Heidi: So, when we're thinking about success and failure, I don't want you to be thinking, "Heidi said we can never be perfect, so it's not worth trying." I want you to think, "How can I be the most perfect and most resilient possible given the fact that I live in a terrible, imperfect world? And how can I design my systems around that, around the fact that sometimes my feeds won't come in, and sometimes they won't go out, and sometimes somebody will cut a line with their backhoe, and sometimes ... all sorts of things happen. How can I design around that going badly?" Because that's really what I want for you. I want you to have problems, and not disasters.
Heidi: A disaster is a collection of problems, a set of things that go wrong. It's never just one thing that goes wrong, it's the combined efforts of a team of people and materials and decisions screwing up. When you think about every disaster you've read about, it's never one thing went wrong. It's never, "The ship was not designed to hit icebergs." It's, "And the captain was going very fast, and it was dark, and there was a steam engine explosion." It's all of these things together that really make something a disaster. So when you think about a disaster, what you're trying to do is put in firebreaks so that things don't continue to spiral out.

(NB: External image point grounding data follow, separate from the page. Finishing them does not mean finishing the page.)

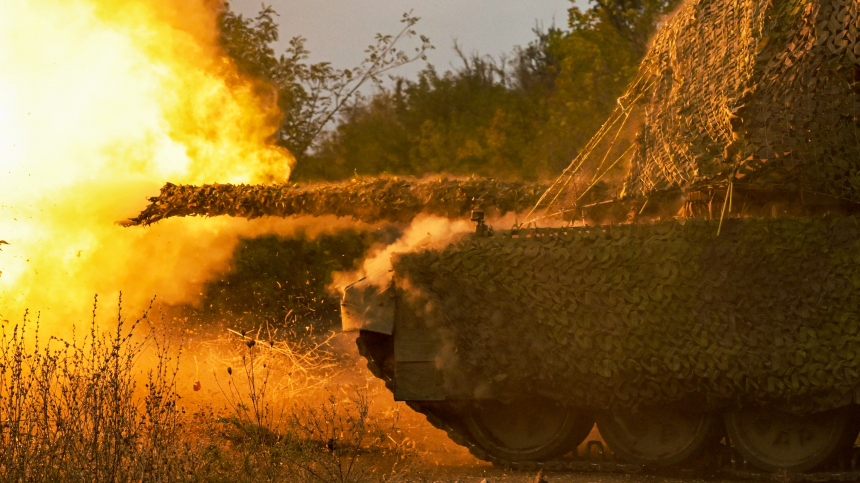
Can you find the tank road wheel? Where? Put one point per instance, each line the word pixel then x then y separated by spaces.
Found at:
pixel 657 436
pixel 776 440
pixel 526 430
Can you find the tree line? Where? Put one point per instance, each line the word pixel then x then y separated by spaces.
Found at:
pixel 522 116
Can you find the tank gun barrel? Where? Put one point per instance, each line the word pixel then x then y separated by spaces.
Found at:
pixel 368 199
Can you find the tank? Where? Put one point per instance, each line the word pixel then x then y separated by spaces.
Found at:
pixel 711 306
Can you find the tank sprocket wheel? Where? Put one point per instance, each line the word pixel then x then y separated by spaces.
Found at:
pixel 774 440
pixel 662 436
pixel 533 429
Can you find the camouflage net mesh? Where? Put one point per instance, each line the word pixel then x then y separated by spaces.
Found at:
pixel 749 93
pixel 368 199
pixel 637 314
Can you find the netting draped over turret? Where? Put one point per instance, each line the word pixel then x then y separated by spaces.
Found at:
pixel 760 94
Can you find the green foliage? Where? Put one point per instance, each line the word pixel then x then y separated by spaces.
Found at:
pixel 521 117
pixel 311 95
pixel 274 279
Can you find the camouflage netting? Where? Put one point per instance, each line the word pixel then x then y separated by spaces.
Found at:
pixel 643 314
pixel 369 200
pixel 758 94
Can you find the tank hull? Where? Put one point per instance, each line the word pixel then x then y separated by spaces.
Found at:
pixel 630 318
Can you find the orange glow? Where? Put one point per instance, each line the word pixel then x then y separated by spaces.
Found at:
pixel 101 102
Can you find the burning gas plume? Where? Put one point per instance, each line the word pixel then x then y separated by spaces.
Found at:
pixel 101 102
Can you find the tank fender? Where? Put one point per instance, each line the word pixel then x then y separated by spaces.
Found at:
pixel 368 306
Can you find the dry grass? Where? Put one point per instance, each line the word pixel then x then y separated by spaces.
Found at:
pixel 104 407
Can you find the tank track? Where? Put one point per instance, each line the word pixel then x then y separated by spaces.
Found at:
pixel 724 463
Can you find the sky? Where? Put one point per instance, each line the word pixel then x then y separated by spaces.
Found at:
pixel 338 31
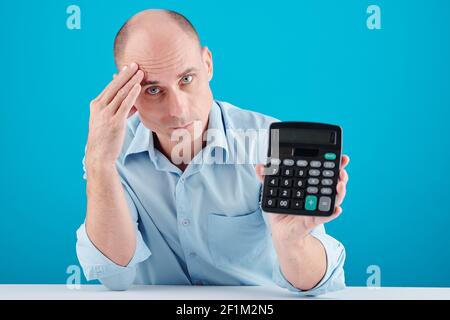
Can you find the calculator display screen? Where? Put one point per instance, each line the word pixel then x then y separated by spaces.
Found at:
pixel 307 136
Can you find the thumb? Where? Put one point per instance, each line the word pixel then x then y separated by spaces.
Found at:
pixel 260 172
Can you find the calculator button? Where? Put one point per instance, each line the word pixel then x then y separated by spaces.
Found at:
pixel 275 161
pixel 273 182
pixel 297 204
pixel 287 171
pixel 272 170
pixel 300 183
pixel 315 164
pixel 329 165
pixel 311 203
pixel 330 156
pixel 283 203
pixel 298 194
pixel 272 192
pixel 328 173
pixel 302 163
pixel 288 162
pixel 286 183
pixel 285 193
pixel 300 172
pixel 324 204
pixel 312 190
pixel 271 203
pixel 313 181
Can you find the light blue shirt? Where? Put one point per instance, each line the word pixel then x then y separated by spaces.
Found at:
pixel 203 226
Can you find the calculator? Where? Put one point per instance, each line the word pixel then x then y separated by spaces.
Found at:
pixel 302 170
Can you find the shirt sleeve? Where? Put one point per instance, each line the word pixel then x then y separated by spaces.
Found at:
pixel 334 278
pixel 97 266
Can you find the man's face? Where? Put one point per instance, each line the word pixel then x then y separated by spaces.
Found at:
pixel 175 90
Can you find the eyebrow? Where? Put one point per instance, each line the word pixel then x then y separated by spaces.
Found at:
pixel 153 82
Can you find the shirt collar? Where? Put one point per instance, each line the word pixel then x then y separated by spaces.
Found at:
pixel 142 140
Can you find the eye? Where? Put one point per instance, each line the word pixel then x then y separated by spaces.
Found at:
pixel 187 79
pixel 153 90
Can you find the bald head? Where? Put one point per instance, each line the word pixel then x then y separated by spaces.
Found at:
pixel 154 23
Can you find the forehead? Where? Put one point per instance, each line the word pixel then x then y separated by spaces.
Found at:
pixel 162 58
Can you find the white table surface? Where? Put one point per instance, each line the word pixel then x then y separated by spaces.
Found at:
pixel 98 292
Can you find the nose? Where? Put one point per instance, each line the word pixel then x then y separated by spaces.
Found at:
pixel 178 105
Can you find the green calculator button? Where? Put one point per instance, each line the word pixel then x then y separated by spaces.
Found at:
pixel 311 203
pixel 330 156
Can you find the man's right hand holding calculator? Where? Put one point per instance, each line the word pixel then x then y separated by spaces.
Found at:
pixel 302 257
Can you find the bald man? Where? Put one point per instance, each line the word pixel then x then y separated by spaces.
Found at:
pixel 167 200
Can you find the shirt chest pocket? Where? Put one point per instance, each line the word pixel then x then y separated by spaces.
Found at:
pixel 235 241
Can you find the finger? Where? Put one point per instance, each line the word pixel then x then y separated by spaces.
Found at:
pixel 114 86
pixel 260 172
pixel 344 161
pixel 343 176
pixel 123 93
pixel 337 212
pixel 132 111
pixel 341 191
pixel 129 101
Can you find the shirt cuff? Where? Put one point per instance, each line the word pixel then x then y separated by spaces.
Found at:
pixel 97 266
pixel 334 278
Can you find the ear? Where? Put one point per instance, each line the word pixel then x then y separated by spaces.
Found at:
pixel 208 62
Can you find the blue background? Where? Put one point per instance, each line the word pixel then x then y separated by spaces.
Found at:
pixel 295 60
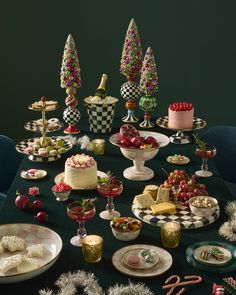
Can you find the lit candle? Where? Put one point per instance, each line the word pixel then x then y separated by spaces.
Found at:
pixel 92 247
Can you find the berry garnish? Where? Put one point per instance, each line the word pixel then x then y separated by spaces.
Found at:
pixel 61 187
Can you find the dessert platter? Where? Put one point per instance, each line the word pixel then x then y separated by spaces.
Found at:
pixel 183 215
pixel 212 256
pixel 142 260
pixel 129 140
pixel 36 249
pixel 52 125
pixel 180 137
pixel 61 177
pixel 31 148
pixel 80 172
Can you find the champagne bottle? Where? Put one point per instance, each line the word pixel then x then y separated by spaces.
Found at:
pixel 101 90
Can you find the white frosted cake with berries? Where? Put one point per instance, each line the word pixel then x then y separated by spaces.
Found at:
pixel 180 115
pixel 81 171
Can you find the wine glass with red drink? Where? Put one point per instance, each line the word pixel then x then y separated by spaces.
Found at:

Heidi: So, if this talk was too long and you read Twitter instead, here are the things I want you to take away. Failure is inevitable. All our systems fail, everything is flawed, humanity is doomed to imperfection. But disasters are not inevitable. As you can tell from the fact that we come here by jet planes, and we get on trains, and most of the time we don't die, disasters are not inevitable. Build your systems for flawed success. Build your systems in the understanding that things will go wrong, and you need to be ready for that. And because I like torturing my marketing team, if you would like a free t-shirt, which we did not bring because who wants to travel with t-shirts, you can visit this URL, and we will mail you a t-shirt, or we have stickers and books on the back table. Thank you very much for your time and attention, and here's Tom.
Tom: Thanks, Heidi. All right, actually I did bring a t-shirt or two with me, so we might have to do one of those raffles or something.